Presently Barney Palmer, who had been impatient during all this, broke out with:
“Aw, let’s cut out this chatter about what used to be and get down to cases. Jimmie, will you spill the business to Larry, or want me to?”
“I’ll tell him. Listen, Larry.” Maggie pricked up her ears; the talk was now excitingly important. “We’ve got our very greatest game all planned out. Stock-selling game; going to unload the whole thing on one sucker, and we’ve got the sucker picked out. Besides you and Barney and me, there’s Red Hannigan and Jack Rosenfeldt in it—a classy bunch all right. And we think that for the woman end we’ll take in Mae Gorham. She’s clever and innocent-eyed—”
“But I thought you were going to take me in!” protested Maggie.
“Maggie’ll be just as good as Mae Gorham,” put in Barney.

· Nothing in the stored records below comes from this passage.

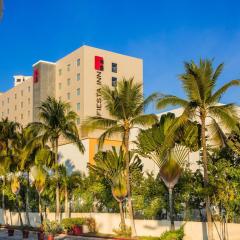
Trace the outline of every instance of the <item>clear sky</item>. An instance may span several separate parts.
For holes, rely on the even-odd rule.
[[[225,63],[219,84],[240,78],[240,1],[5,0],[0,23],[0,91],[32,64],[81,45],[144,60],[144,91],[183,96],[183,61]],[[240,103],[240,89],[222,102]]]

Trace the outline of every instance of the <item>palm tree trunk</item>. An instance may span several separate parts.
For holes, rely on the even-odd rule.
[[[42,215],[42,205],[41,205],[41,193],[38,193],[38,212],[39,212],[40,221],[41,221],[41,224],[42,224],[42,222],[43,222],[43,215]]]
[[[29,172],[27,171],[27,191],[26,191],[26,217],[27,217],[27,224],[30,226],[30,218],[29,218]]]
[[[5,175],[3,175],[3,186],[2,186],[2,211],[3,211],[3,223],[5,223]]]
[[[203,180],[204,180],[204,187],[208,188],[209,184],[209,177],[208,177],[208,160],[207,160],[207,143],[206,143],[206,112],[201,112],[201,140],[202,140],[202,160],[203,160]],[[207,214],[207,226],[208,226],[208,240],[213,240],[213,223],[212,223],[212,216],[210,211],[210,198],[206,196],[205,198],[206,203],[206,214]]]
[[[168,188],[169,193],[169,211],[170,211],[170,230],[175,230],[174,219],[173,219],[173,189]]]
[[[128,192],[128,213],[131,221],[131,231],[132,237],[137,236],[135,222],[134,222],[134,214],[133,214],[133,206],[132,206],[132,195],[131,195],[131,185],[130,185],[130,159],[129,159],[129,134],[130,130],[125,130],[124,133],[124,147],[126,150],[126,175],[127,175],[127,192]]]
[[[59,194],[59,182],[58,182],[58,139],[55,140],[55,167],[56,167],[56,220],[60,222],[60,194]]]
[[[16,207],[17,207],[17,211],[18,211],[18,215],[19,215],[20,224],[21,224],[21,226],[23,226],[22,215],[21,215],[21,211],[19,208],[18,194],[16,194]]]
[[[65,217],[69,218],[70,215],[69,215],[68,189],[67,189],[67,186],[65,186],[64,194],[65,194]]]
[[[123,212],[123,202],[119,201],[119,209],[120,209],[120,217],[121,217],[121,229],[126,227],[126,223],[125,223],[125,218],[124,218],[124,212]]]

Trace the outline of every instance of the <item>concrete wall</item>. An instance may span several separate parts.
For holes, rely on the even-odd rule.
[[[64,218],[64,214],[62,216]],[[113,229],[117,229],[120,223],[119,214],[114,213],[72,213],[71,217],[93,217],[97,223],[97,229],[100,233],[113,233]],[[26,215],[22,213],[24,223],[26,223]],[[47,218],[49,220],[55,219],[54,213],[48,213]],[[39,226],[40,218],[38,213],[30,213],[30,221],[33,226]],[[6,211],[5,221],[3,220],[3,212],[0,210],[0,223],[8,223],[13,225],[19,225],[19,216],[17,213],[10,213]],[[130,225],[129,219],[126,223]],[[184,222],[175,222],[175,226],[178,228]],[[164,231],[169,229],[168,221],[158,220],[135,220],[137,234],[139,236],[160,236]],[[221,232],[219,223],[216,223],[218,231]],[[206,223],[202,222],[187,222],[185,224],[185,239],[187,240],[207,240],[206,235]],[[240,239],[240,224],[229,223],[228,224],[229,240]],[[215,240],[218,240],[218,234],[216,228],[214,228]]]

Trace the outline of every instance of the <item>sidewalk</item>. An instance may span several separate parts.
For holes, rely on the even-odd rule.
[[[22,232],[21,231],[14,231],[14,236],[8,237],[7,230],[1,229],[0,230],[0,240],[22,240]],[[37,233],[35,232],[30,232],[29,233],[29,240],[37,240]],[[45,237],[45,239],[47,239]],[[65,234],[61,234],[59,236],[55,237],[55,240],[77,240],[77,239],[82,239],[82,240],[99,240],[99,238],[91,238],[91,237],[77,237],[77,236],[67,236]]]

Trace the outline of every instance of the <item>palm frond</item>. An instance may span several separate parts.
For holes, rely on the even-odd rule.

“We’ll let that pass,” said Old Jimmie. “The main thing, Larry, is that everything is ready. It’s a whale of a business proposition. We’ve been waiting for you; you’re all that’s lacking—the brainy guy to sit behind the scenes and manage the thing. You’ve handled the bunch for a long time, and they want you to handle this. For you’re sure a wonder at business, Larry! None keener. Well, we’ve held this off waiting for you for a month. How about jumping right in?”
All three eyed Larry. His lean face was expressionless. He lit a cigarette, rose and leaned against the Duchess’s safe on which stood the green parrot, and, gaze on the floor, slowly exhaled smoke through his nostrils.
“Well?” demanded Barney.
Larry looked at the two men with quiet, even eyes. “Thanks to both of you. It’s a great compliment. But I’ve had time to do a little planning myself up in Sing Sing, and I’ve worked out a game that’s got this one beat a mile.”
“Hell!” ejaculated Barney in wrathful disgust. “Jimmie, I told you we were wasting time waiting for him!”
“Hold on a second, Barney. If Larry’s worked out a better game, he’ll take us into it. But, Larry, how can your game beat this one?”